This review of country-specific challenges comes against the backdrop of a European economy that is expected to grow for the seventh consecutive year in 2019, but at a more moderate pace. Employment is at a record high and unemployment at a record low.
At a time of more pronounced global uncertainty, it is crucial that EU Member States step up their action to boost productivity, improve the resilience of their economies and ensure that economic growth benefits all citizens.
As a novelty of today's package, the Commission launches a discussion on investment challenges and priorities in the Member States and sets out first ideas as to how EU funds, in particular EU Cohesion Policy funds, can help in the forthcoming programming period 2021-2027.

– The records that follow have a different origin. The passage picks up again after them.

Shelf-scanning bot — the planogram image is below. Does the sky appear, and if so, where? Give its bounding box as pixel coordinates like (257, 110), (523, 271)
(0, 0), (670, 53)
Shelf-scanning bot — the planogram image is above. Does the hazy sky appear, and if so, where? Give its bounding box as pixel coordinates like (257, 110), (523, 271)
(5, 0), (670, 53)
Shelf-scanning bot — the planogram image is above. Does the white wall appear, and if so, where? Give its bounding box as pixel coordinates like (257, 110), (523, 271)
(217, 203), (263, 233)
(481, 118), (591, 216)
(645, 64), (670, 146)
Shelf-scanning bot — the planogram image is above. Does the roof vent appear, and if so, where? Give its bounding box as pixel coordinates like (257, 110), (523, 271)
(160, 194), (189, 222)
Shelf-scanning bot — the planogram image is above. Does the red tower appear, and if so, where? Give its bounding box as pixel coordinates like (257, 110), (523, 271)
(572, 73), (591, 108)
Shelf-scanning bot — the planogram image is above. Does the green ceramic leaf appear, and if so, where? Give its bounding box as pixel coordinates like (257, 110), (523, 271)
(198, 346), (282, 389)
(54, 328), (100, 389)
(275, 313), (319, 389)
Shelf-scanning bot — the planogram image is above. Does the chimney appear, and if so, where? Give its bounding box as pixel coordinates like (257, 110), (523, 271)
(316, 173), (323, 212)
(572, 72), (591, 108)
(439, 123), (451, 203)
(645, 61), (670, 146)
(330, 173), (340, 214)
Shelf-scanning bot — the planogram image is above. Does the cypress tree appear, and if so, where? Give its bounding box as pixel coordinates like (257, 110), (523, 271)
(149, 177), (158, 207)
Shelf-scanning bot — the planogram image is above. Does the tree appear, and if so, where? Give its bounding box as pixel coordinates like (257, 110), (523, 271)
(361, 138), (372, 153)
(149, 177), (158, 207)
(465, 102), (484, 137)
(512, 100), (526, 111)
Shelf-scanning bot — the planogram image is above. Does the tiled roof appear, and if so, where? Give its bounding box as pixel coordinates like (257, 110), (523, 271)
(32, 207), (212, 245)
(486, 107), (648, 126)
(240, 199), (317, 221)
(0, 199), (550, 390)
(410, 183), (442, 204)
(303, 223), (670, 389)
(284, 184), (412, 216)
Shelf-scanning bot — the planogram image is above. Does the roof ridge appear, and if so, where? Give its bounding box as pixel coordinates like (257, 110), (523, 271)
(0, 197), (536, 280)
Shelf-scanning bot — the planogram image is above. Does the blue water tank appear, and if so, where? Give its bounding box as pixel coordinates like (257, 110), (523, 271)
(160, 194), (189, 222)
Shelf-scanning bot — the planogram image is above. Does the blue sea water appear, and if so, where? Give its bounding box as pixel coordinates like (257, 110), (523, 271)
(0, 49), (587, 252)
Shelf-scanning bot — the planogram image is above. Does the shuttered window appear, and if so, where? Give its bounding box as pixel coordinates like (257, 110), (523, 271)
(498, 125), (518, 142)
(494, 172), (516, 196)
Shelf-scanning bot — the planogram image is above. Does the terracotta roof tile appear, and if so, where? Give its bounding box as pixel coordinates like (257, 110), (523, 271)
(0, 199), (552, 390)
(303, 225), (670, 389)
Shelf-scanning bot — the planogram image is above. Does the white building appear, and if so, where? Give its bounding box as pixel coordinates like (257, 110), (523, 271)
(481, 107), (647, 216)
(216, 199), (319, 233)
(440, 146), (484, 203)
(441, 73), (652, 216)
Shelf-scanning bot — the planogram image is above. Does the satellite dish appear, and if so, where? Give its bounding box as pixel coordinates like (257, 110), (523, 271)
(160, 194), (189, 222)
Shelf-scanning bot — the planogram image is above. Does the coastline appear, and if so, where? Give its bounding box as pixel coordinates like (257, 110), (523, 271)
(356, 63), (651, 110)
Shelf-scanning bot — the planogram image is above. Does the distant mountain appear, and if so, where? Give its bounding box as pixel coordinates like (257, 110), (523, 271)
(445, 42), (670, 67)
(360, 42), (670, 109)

Marianne Thyssen, Commissioner for Employment, Social Affairs, Skills and Labour Mobility, said: “Demographic change and new technologies are reshaping the labour market, while skills shortages are on the rise in many Member States. We need to shift up a gear. Investing in people's skills, especially lifting the skill levels of the low-skilled, must be our top priority if we are to maintain our living standards.”

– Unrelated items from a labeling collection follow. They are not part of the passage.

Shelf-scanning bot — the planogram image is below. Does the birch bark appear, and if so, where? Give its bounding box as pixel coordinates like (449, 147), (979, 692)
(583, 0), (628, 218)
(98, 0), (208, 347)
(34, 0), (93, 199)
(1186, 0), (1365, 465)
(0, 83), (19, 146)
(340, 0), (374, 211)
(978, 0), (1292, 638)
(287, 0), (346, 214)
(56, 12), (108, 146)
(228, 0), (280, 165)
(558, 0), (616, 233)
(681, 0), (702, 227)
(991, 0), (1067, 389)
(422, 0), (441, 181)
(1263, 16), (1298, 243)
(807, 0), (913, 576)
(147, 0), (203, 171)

Progress with Country-Specific Recommendations
The Country Reports assess Member States' progress in implementing the Country-Specific Recommendations of July 2018.
Overall, Member States have achieved some or more progress with the implementation of more than two-thirds of the recommendations issued since the introduction of the European Semester in 2011.
Sound progress has also been achieved with regard to reforms facilitating job creation on permanent contracts and addressing labour market segmentation.
Employment Guidelines renewal
The Commission has also adopted a proposal to maintain the 2018 Council Decision on guidelines for the employment policies of the Member States.
This year's proposal reconfirms the alignment of the Employment Guidelines with the 20 principles of the European Pillar of Social Rights, as their overall objectives and priorities remain valid.
Stocktaking Report on Member States' training and retraining strategies
The Commission also released today a report on the implementation of the Council Recommendation on “Upskilling Pathways”, which is part of the new Skills Agenda for Europe put forward by the Commission in June 2016.
Currently, there are 61 million adults in the EU who have at best lower secondary education. Through this Recommendation, Member States committed to offer adults with low levels of skills and qualifications new and improved opportunities to boost their basic literacy, numeracy and digital skills, and to progress towards higher qualifications.
This report reviews the measures carried out by Member States, which differ in size and level of ambition. A lot of them are supported by the European Social Fund.
This Winter Package is part of the annual cycle of economic policy coordination at EU level, the European Semester.